Tout commence dans une salle de classe du lycée public de Mfou, en 2001. Un adolescent en classe de première découvre, indigné, le système de racket orchestré par son proviseur : chaque élève doit acheter une table-banc, revendue chaque année pour enrichir le directeur. À 17 ans, il se présente à la présidence de la coopérative lycéenne, remporte les élections, et dénonce l’abus. En mars 2001, il est exclu de l’établissement. Vingt-deux ans plus tard, cet homme, Jules Maxime Doubena Tongo, incarne la résistance face à un système répressif camerounais qui étouffe toute voix dissidente. Son crime ? Avoir osé croire en la justice, puis avoir rejoint le Mouvement pour la Renaissance du Cameroun (MRC), parti d’opposition farouchement réprimé.

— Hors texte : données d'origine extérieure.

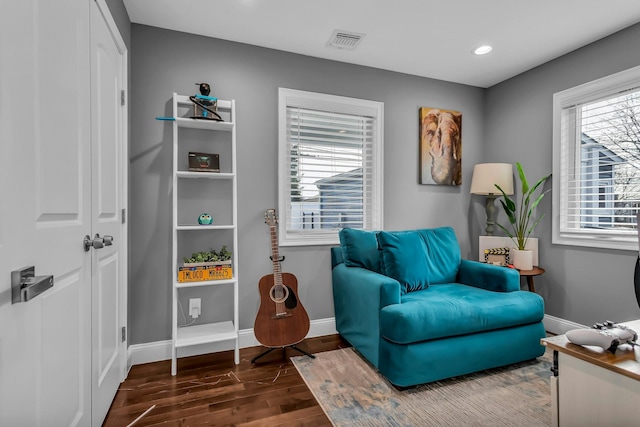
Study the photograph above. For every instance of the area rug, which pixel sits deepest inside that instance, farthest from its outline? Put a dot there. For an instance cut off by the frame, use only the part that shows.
(352, 393)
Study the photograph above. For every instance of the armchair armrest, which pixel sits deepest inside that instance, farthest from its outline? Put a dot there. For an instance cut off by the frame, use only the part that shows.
(358, 296)
(489, 277)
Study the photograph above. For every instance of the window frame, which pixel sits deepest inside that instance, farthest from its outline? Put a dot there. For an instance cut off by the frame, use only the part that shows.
(338, 104)
(592, 91)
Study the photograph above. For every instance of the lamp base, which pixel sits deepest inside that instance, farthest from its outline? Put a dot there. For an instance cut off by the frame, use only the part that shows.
(492, 214)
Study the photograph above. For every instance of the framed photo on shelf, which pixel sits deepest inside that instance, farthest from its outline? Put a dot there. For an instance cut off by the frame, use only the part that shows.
(204, 162)
(497, 256)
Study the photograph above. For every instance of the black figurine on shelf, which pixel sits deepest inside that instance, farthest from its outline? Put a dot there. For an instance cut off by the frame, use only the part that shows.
(205, 106)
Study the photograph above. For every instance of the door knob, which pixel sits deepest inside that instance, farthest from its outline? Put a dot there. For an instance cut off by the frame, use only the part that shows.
(97, 242)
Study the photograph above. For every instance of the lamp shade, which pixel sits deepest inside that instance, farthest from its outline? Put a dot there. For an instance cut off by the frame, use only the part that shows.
(486, 175)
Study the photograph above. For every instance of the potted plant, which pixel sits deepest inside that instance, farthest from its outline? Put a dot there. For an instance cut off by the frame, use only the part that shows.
(521, 219)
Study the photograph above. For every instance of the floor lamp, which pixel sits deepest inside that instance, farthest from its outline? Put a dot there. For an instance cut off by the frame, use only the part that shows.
(485, 176)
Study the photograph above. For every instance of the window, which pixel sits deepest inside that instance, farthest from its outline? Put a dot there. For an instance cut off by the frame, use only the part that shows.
(596, 163)
(330, 166)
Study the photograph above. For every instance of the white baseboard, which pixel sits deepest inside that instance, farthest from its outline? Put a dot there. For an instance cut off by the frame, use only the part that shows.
(558, 326)
(161, 350)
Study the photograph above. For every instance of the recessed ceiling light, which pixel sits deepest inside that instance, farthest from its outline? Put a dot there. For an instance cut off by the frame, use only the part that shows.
(482, 50)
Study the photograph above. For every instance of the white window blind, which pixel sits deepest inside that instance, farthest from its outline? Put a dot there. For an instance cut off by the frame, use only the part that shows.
(597, 163)
(330, 171)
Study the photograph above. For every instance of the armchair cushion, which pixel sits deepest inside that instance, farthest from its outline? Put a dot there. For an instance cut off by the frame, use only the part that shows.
(419, 258)
(453, 309)
(404, 259)
(360, 249)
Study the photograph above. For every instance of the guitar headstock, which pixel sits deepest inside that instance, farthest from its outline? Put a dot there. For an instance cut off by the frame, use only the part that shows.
(271, 217)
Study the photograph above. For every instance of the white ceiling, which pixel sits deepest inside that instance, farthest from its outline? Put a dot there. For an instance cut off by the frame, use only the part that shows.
(420, 37)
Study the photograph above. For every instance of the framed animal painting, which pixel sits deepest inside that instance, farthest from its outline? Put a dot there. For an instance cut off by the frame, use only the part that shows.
(440, 146)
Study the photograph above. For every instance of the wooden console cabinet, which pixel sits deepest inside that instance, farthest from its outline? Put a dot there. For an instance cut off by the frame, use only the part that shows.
(592, 387)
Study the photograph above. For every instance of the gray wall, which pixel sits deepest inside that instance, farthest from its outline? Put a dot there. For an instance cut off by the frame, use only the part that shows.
(582, 285)
(163, 62)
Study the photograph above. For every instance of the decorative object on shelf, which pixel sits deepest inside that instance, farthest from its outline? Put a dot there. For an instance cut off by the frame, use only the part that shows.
(440, 146)
(521, 218)
(281, 321)
(205, 106)
(205, 219)
(497, 256)
(209, 256)
(204, 162)
(484, 180)
(206, 265)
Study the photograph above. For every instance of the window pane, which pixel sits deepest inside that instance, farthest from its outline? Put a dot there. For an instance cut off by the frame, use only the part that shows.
(610, 162)
(327, 153)
(330, 160)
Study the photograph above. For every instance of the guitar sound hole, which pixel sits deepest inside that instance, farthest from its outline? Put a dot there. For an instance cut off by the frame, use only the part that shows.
(279, 294)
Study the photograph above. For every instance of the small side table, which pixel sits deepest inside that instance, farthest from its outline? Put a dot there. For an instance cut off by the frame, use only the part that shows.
(529, 274)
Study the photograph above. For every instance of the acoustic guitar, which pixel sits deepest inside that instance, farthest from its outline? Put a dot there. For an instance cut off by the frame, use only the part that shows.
(281, 321)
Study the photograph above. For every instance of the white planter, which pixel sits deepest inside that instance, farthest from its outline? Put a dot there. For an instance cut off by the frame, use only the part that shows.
(522, 260)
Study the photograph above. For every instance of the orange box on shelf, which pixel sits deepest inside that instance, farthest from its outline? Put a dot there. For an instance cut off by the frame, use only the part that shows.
(201, 272)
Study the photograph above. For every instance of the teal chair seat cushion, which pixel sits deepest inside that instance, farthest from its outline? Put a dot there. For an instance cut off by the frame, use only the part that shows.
(452, 309)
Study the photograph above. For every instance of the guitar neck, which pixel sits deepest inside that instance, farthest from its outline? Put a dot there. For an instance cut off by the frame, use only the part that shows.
(275, 256)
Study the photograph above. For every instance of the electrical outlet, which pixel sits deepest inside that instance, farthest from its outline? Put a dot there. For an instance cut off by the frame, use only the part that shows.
(195, 307)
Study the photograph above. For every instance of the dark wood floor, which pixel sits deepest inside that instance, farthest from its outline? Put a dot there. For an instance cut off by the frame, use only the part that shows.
(210, 390)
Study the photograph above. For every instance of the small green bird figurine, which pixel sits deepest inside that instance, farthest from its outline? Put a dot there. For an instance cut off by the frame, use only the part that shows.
(205, 219)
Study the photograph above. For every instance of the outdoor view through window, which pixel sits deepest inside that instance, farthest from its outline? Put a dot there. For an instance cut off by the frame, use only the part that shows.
(607, 184)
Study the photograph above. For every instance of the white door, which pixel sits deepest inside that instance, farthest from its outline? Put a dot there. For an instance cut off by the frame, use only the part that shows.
(108, 201)
(61, 178)
(45, 210)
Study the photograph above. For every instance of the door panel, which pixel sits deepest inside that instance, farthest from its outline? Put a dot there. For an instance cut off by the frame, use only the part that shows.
(45, 206)
(107, 195)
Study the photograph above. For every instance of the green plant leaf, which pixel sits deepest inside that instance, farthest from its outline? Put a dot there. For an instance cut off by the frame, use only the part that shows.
(523, 178)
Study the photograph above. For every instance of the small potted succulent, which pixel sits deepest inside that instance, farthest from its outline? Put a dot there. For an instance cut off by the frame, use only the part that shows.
(521, 218)
(207, 258)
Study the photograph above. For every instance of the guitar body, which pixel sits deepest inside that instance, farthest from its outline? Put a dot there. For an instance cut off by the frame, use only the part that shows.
(280, 324)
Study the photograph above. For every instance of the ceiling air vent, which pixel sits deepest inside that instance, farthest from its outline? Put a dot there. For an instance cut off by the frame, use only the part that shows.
(345, 40)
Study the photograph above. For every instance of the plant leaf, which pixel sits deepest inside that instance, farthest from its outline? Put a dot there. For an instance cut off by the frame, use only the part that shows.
(523, 178)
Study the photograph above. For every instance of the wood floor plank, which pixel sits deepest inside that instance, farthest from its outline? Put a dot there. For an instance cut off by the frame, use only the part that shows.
(210, 390)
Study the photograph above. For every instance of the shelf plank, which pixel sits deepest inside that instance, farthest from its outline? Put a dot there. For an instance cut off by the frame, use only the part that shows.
(185, 122)
(205, 175)
(204, 227)
(205, 333)
(182, 285)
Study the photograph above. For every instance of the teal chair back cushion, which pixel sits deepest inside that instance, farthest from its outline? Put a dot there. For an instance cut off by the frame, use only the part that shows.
(416, 258)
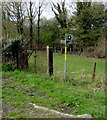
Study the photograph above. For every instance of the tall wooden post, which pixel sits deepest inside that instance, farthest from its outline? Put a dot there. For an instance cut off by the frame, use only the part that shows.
(49, 60)
(94, 69)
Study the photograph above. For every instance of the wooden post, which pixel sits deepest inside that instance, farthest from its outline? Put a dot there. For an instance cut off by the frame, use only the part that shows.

Ici en pleine campagne de sensibilisation pour l’inscription sur les listes électorales des déplacés internes
2001-2008 : Les racines d’un combat
Son militantisme naît sur les bancs de l’école, dans un Cameroun où même l’éducation est monnayée. « J’ai été sanctionné pour avoir réclamé ce qui nous revenait de droit », confie-t-il. Exclu, il étudie seul, intègre un autre lycée, mais garde en lui cette « flamme de révolte » qui s’embrase en 2008, lors des émeutes de Yaoundé. La brutale répression gouvernementale le marque : « Je comprenais que la peur était l’arme favorite du pouvoir. »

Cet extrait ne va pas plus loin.